The Vertigo Years, Philipp Blom
The years from 1900-1914 are known by many names, including the Edwardian era (although George V came to the throne in 1910, those four years are usually considered to be a continuation of Edward's reign until the first World War began) and "the Gilded Age." It's usually considered a quiet time of fabulously wealthy aristocracy, complacent middle class, and appallingly hideous slum dwellers.

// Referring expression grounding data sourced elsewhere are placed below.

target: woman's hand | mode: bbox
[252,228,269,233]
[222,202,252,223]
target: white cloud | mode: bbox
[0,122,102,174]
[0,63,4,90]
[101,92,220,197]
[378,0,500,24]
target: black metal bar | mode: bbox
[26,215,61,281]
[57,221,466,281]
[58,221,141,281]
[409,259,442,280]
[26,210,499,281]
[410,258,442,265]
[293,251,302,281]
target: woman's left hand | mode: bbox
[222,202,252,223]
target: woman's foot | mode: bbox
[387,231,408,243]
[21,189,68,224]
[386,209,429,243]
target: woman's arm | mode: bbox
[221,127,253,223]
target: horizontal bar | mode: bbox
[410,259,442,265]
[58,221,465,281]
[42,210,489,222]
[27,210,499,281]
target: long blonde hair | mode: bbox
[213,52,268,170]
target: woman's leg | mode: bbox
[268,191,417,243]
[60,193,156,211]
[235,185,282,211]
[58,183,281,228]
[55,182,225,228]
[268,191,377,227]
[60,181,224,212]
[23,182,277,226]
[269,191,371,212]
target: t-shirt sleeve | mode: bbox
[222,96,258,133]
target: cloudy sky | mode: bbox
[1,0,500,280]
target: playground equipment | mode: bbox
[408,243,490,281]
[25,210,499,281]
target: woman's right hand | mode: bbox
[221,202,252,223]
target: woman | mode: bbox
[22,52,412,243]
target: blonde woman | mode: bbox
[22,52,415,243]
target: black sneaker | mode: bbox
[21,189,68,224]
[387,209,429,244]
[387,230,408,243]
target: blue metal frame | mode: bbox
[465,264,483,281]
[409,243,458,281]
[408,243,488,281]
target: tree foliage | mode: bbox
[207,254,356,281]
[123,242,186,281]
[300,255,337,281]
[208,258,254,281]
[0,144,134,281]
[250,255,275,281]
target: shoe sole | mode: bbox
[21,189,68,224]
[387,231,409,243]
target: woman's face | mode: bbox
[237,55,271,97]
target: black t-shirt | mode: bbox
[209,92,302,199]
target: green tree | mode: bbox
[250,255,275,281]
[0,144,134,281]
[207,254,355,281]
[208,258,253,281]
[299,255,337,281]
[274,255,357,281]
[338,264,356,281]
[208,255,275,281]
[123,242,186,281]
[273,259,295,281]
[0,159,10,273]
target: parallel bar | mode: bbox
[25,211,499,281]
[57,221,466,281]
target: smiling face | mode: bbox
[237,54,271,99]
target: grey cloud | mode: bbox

Don't believe it. Behind the post-Victorian "calm" was a world already boiling with social change—suffragettes, sexual tensions, young men and women gathering without chaperonage, the theories of eugenics, the collapse of aristocracy, the flowering of psychiatry, the protest against abuse of colonial tribes—and mechanical ones as well: the rise of the automobile, aviation, and other technological advances. For years doctors had insisted only women suffered from nervous problems due to the fact that they were female and subject to "hysteria"; now more and more men were appearing with "nervous complaints," harried by the clock and the rush of industrialization, feeling emasculated by intelligent women.
Year by year, Blom deals with a topic particular to that passage of time: the Paris exposition of 1900, X-rays and radioactivity in 1903, the Russo-Japanese war of 1905, the suffragette movement in 1908, the rise of leisure time by 1911, etc. I really enjoyed this book and all the different topics and personalities it addressed.
Trio of Sorcery, Mercedes Lackey
There was no way I was going to miss this volume, after having read all the Diana Tregarde novels and existing short stories—not buy the book with the "long lost 'Arcanum 101'" in it? Lackey has talked about this story for years!
It's the first Tregarde story ever written, about Diana's first steps away from home and lodging at college, trying to balance study and sorcery. Along the line she gets an assignment from the police (discredit a fortune teller who's advising a woman whose little girl was kidnapped) and a "Scooby gang" comprising the students upstairs who become her first friends. There's some exposition for newcomers to the storyline which may be tedious to Tregarde fans, but it trots along at a good pace. The other two stories are "Drums," a short story based on the Native American characters in Lackey's novel Sacred Ground and an original tale, "Ghost in the Machine," about Ellen McBride, a "techno-shaman" who helps online game developers whose new "super-villian" is a lot more powerful than it should be. The Jennifer Talldeer story explores some interesting Native American legends, but the Ellen McBride story crackles with energy—I would definitely like to see more stories, or a book featuring McBride. Highly recommended for those of you, like me, who've been waiting for "Arcanum 101" for years, and the other two stories are welcome laginappe.